3. Heresies — In addition to orthodox religious movements, the explosion of religious ideas at the end of the twelfth century included some that contradicted church doctrine and authority and were consequently labeled heresies. Dualism was the most common heresy—the notion that the world  was torn between forces of good and evil. At Languedoc in southern France, another branch of dualism known as Albigensianism emerged. Also known as the Cathars, these dualists taught that the devil had created the material world, and so they renounced wealth, meat, and sex and denied the authority of the church hierarchy. Other groups, such as the Waldensians in the 1170s, preached extreme poverty and renounced the church’s authority.
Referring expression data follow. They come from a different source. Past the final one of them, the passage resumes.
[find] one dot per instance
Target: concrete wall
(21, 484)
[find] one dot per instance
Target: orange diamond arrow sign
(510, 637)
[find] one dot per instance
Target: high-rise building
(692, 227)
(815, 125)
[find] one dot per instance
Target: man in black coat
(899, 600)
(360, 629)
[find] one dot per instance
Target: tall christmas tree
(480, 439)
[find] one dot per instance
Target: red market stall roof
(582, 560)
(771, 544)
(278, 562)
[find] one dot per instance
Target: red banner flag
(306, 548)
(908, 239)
B. Disastrous Crusades to the Holy Land
1. The Third Crusade, 1189–1192 — The Seljuk empire fell apart in the twelfth century, but Nur-al-Din and his successor Saladin (1138–1193) united Syria and Egypt and conquered the crusader state of Jerusalem in 1187. The Third Crusade (1189–1192) was led by the strongest European kings—Frederick I of Barbarossa, Phillip II of France, Richard I of England, and Leopold of Austria. Disunity led it to accomplish little, although it weakened the Byzantine Empire.
2. The Fourth Crusade, 1202–1204 — During the Fourth Crusade, prejudice and religious zeal combined to persuade many of the crusaders to change their plans and capture Constantinople instead of Jerusalem. The leaders of the Fourth Crusade (1202–1204) were convinced by the Venetians charged with transporting them to the holy land to sack the Christian cities of Zara and Constantinople in order to defray expenses. While he opposed the sacking of Constantinople, once it had been accomplished the pope ordered the crusading army to occupy it for a year to consolidate the influence of western Christianity. The crusaders never made it to the Holy Land. Other crusades to the Holy Land were called up until the fifteenth century, but none attracted much support.
C. Victorious Crusades in Europe and on Its Frontiers
1. The War in Spain — During the 1140s, the kings of Portugal, Castile, and Aragon sent victorious armies against Muslim cities in Spain. The Spanish Muslims failed to unite against this threat. Berber invasions from the south had weakened al-Andalus, piecemeal conquests by Christians weakened them further, and then at Las Navas de Tolosa a decisive defeat at the hands of the kings of Aragon and Castile led to further Christian successes. The reconquista concluded in 1492 and resulted in an eastern kingdom of Aragon, a middle kingdom of Castile, and a western kingdom of Portugal.
2. The Northern Crusades — The Northern Crusades began in the twelfth century and lasted intermittently until the fifteenth. Initial attacks were uncoordinated and led by the Danish king Valdemar I (r.1157–1182) and the Saxon duke Henry the Lion. Some pagan Slavic princes accepted Christianity and retained their lands, while others were conquered and given to Christian rulers. Cistercian monks built monasteries in the conquered lands west of the Oder River, and German tradesmen and colonists followed and came to dominate Baltic shipping. There were long-lasting effects of the conquest on the Baltic area, as it adopted Medieval European institutions from then on (outside of Lithuania, which resisted conquest and conversion.)
3. The Albigensian Crusade — The Dominicans and other religious orders were charged by the pope with preaching against the Cathar heresy, particularly since they also practiced radical poverty. Frustrated with a lack of progress and the murder of a papal legate, the pope in 1208 demanded that northern princes invade Languedoc and populate the land with orthodox Christians. The Albigensian Crusade lasted from 1209–1229 and offered crusaders the same spiritual benefits of campaigning in the Holy Land. The Capetian kings of France took up the crusade, and by 1229 the Cathar princes had been defeated.